It’s hard not to get nostalgic when you’re writing your final column as a financial journalist. So I’m not going to try.
When I started out covering finance in August 2007 it was an exciting time. News about Northern Rock was exploding all over the financial pages, as the FTSE 100 teetered around the 6,000-point mark.
Its subsequent collapse to 3,530 points was a spectacle to behold. Two of the UK’s biggest banks collapsed into state control. Dozens of firms followed suit. We lost Woolworths and the high street changed beyond recognition.
We got the Bribery Act, which has changed the cultural fabric of the City and finance. We got capital adequacy requirements, Libor-fixing prosecutions and quantitative easing.
In our world, the complex failures of Keydata and Arch Cru are both yet to be fully resolved. We lost New Star Asset Management, Gartmore and Swip among others, and gained Woodford Investment Management.

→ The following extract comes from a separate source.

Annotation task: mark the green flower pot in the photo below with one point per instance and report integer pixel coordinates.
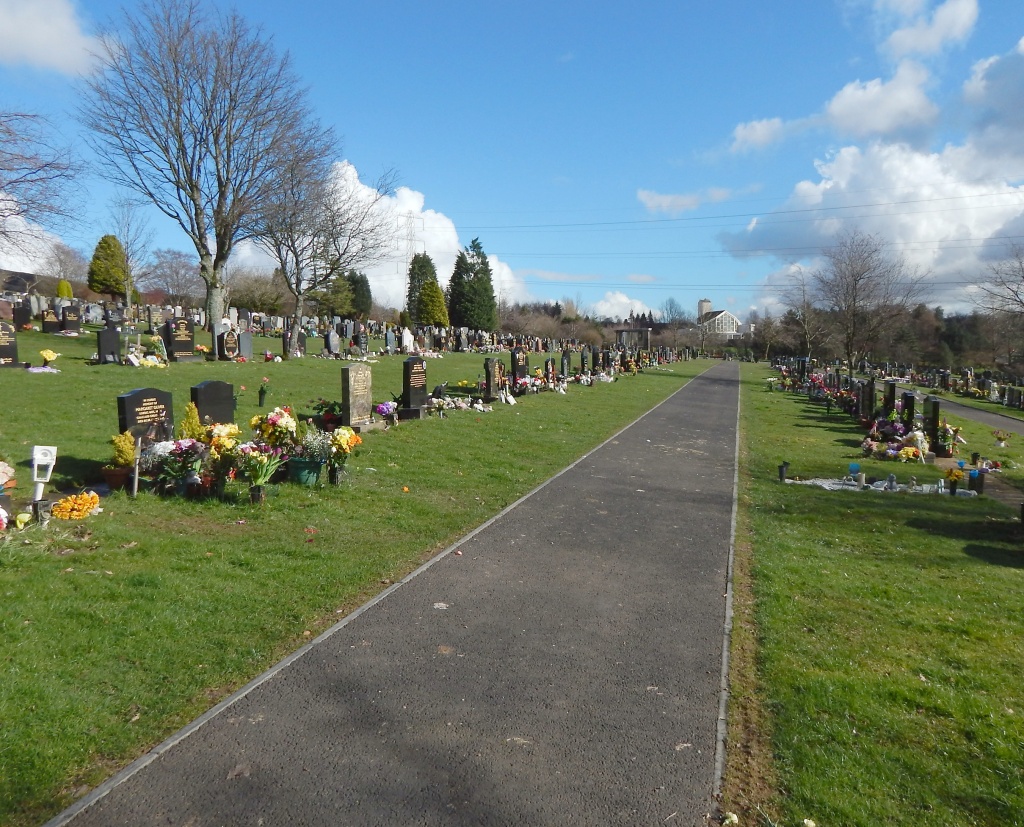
(304, 472)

Some firms, M&G Investments in particular, have prospered in Europe thanks to the continent’s fund passporting system. Many others are becoming equally as international in focus.
Passive investing has come to the fore as investors look to control their costs, while active management has turned more to outcome-focused strategies to justify its premium prices.
We have had the RDR, and all the arguments, debates, political and regulatory discussions thereof. I remain convinced it was the right thing for financial advice, although that view has at times not always been popular.
Who out there, if they really asked themselves, would today opt to go back to those days before all this change?
While so much of the world of finance has altered, what is good about it has changed very little.
It is a competitive industry. The people you deal with are intelligent and articulate. Almost everybody I meet is clearly ambitious to do well for themselves by doing well for their customers.
In asset management, performance has always been king and it remains so today. Fund managers know they live and die by the numbers that are ultimately delivered to their clients, and net performance figures are still definitive – they do not lie.
So I would like to leave with one final call.
The industry continues to innovate for the new pensions market – with millions effectively taking over responsibility to save for their futures from their employers and the government.
But with this opportunity comes responsibility, and the industry must remain true to its focus on monitoring and disclosing performance clearly.
Investors must be able to tell easily who is delivering the goods and who is not, no matter how individual the outcomes they are trying to achieve.
How, and whether, this is achieved could well be the tale of the next decade in asset management.